Karmaşık bir denklem
Trump'ın planının ikinci aşaması, Gazze'nin geleceği açısından son derece kritik ve aynı ölçüde belirsiz dönemeçler içermektedir. Bu aşamada, Gazze'de geçici bir yönetim yapısının kurulması, uluslararası bir istikrar gücünün konuşlandırılması, İsrail'in bölgeden çekilmesi ve Hamas'ın silahsızlandırılması gibi birbirine bağlı ve uygulanması güç başlıklar öne çıkmaktadır. Bu karmaşık denklem, sürecin yalnızca diplomatik irade ile değil, sahadaki güvenlik gerçekleriyle de sınanacağını göstermektedir.
ABD'nin bu süreçte üstlendiği rol, resmî söylem ile pratik uygulama arasındaki fark nedeniyle özellikle dikkatle değerlendirilmelidir. Washington, kamuoyuna yansıyan açıklamalarda İsrail'in Gazze'den "tam çekilmesini" ve alanın aşamalı biçimde uluslararası bir güvenlik gücüne devredilmesini öngören çerçeveyi desteklediğini belirtmektedir. Ancak bu planın sahadaki uygulanabilirliği son derece muğlaktır. Uluslararası istikrar gücü fikri teorik düzeyde kabul görse de hiçbir devletin bu yapı kapsamında asker göndermeye gönüllü olmaması, önerinin fiilen hayata geçirilmesini şimdilik imkânsız kılmaktadır.

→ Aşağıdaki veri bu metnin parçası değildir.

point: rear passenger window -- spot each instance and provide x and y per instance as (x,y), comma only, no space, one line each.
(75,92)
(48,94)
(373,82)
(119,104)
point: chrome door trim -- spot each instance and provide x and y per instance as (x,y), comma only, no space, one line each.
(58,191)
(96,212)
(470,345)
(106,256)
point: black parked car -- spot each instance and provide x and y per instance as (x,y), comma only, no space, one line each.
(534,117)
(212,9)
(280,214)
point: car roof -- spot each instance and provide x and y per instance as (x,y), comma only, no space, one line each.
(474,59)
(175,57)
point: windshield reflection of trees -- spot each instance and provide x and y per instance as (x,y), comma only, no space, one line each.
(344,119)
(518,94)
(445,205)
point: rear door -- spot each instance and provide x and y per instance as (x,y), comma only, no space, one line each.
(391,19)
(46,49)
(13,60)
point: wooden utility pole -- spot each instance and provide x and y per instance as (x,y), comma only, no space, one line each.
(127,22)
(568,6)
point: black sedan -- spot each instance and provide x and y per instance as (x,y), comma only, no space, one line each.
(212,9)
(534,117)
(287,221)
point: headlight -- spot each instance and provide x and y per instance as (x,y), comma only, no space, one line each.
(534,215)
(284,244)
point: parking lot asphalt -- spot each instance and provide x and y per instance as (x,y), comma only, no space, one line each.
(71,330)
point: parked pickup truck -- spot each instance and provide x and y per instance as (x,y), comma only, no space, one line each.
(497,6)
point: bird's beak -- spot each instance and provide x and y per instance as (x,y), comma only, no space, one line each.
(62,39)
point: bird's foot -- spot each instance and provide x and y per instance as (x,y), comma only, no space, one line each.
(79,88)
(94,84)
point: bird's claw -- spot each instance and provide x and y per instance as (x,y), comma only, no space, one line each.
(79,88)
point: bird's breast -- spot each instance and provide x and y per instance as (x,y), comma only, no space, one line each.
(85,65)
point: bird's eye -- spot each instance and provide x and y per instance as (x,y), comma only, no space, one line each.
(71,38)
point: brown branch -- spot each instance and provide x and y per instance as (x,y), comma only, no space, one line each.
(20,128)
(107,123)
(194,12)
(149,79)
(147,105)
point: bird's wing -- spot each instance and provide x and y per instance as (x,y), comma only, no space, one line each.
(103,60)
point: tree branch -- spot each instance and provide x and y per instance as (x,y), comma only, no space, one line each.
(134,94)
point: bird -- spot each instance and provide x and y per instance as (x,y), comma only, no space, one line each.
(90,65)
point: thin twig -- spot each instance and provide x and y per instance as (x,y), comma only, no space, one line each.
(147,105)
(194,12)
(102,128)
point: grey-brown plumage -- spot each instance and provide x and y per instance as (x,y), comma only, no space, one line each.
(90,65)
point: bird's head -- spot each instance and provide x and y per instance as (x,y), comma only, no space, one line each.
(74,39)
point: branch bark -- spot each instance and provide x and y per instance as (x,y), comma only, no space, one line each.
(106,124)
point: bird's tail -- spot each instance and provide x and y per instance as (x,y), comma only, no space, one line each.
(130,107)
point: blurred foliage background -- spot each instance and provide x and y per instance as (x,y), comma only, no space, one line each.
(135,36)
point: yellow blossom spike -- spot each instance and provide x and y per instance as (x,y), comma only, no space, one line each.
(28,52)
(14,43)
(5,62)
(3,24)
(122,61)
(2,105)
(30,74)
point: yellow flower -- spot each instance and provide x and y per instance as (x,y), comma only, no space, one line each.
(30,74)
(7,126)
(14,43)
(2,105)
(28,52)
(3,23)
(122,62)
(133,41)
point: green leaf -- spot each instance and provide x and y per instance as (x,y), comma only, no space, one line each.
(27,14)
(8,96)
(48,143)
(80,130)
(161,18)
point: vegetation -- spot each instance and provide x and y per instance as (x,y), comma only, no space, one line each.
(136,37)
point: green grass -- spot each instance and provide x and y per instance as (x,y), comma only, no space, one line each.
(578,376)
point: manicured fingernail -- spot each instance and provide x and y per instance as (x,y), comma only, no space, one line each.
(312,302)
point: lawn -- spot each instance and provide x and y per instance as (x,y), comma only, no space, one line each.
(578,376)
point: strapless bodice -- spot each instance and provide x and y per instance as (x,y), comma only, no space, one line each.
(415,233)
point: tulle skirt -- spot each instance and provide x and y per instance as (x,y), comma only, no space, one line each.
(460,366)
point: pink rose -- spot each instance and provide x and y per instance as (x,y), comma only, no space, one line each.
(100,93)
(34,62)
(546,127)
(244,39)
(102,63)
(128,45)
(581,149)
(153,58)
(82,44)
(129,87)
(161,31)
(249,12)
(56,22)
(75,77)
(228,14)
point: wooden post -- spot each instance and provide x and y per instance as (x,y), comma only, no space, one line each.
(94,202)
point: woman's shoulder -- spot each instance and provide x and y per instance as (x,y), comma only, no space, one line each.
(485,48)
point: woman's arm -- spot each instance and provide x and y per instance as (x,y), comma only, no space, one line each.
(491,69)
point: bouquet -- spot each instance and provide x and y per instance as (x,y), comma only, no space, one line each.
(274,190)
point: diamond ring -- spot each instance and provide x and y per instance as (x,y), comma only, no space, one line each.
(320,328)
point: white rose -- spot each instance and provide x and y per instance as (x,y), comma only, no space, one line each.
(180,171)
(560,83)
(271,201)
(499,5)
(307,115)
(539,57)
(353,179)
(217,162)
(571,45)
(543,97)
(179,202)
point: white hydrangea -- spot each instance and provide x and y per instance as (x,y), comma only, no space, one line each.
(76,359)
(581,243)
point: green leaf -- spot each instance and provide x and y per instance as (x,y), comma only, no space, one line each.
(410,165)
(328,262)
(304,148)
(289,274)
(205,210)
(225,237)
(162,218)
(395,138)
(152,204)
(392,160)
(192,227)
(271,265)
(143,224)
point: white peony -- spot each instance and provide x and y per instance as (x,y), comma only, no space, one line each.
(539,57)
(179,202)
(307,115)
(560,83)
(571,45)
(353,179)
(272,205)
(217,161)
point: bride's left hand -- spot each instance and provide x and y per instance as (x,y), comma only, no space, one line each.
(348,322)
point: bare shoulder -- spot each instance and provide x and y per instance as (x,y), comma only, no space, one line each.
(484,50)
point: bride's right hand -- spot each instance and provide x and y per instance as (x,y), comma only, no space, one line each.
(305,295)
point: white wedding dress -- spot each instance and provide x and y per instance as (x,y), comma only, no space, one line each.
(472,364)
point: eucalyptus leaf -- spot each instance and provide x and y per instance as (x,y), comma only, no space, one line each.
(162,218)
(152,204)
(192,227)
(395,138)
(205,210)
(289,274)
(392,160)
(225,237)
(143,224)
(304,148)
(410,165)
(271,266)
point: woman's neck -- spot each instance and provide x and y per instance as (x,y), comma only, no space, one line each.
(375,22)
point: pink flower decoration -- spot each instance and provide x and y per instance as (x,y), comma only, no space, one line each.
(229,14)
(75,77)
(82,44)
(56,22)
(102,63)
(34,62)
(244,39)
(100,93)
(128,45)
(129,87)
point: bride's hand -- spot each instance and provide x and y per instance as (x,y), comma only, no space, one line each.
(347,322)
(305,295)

İsrail'in Gazze'den çekilmesinin Hamas'ın silahsızlandırılmasına bağlanması ise süreci daha da muğlak hâle getirmektedir. Zira silahsızlandırmanın hangi yöntemle, hangi aktörler eliyle ve hangi zaman çizelgesi içinde gerçekleştirileceğine dair somut bir mekanizma bulunmamaktadır. Bu belirsizlik, çekilmeyi sürekli ertelenebilir bir hedefe dönüştürmekte ve askerî varlığın süresiz biçimde devam etmesine zemin hazırlamaktadır. Böylece ateşkes, çatışmayı sona erdiren bir araç olmaktan ziyade, zamana yayılan ve kalıcılaşma eğilimi gösteren bir kontrol mekanizmasına dönüşmektedir.
Bu belirsizlik ortamında bölgesel aktörlerin tutumu da belirleyici hâle gelmektedir. 3 Kasım'da, Gazze'deki son gelişmeleri değerlendirmek üzere İstanbul'da bir araya gelen Türkiye, Birleşik Arap Emirlikleri, Endonezya, Katar, Pakistan, Suudi Arabistan ve Ürdün dışişleri bakanlarının toplantısının ardından konuşan Dışişleri Bakanı Hakan Fidan, Gazze'ye Birleşmiş Milletler Uluslararası İstikrar Gücü (ISF) kapsamında asker gönderilip gönderilmeyeceğinin, oluşturulacak görev gücünün yetki alanı, kapsamı ve misyon tanımına bağlı olarak netleşeceğini ifade etmiştir. Bu değerlendirme, bölgesel aktörlerin sürece bütünüyle kapıyı kapatmadığını; ancak sahadaki güvenlik riskleri ve siyasi belirsizlikler giderilmeden somut ve bağlayıcı adımlar atılmasının güç olduğunu ortaya koymaktadır.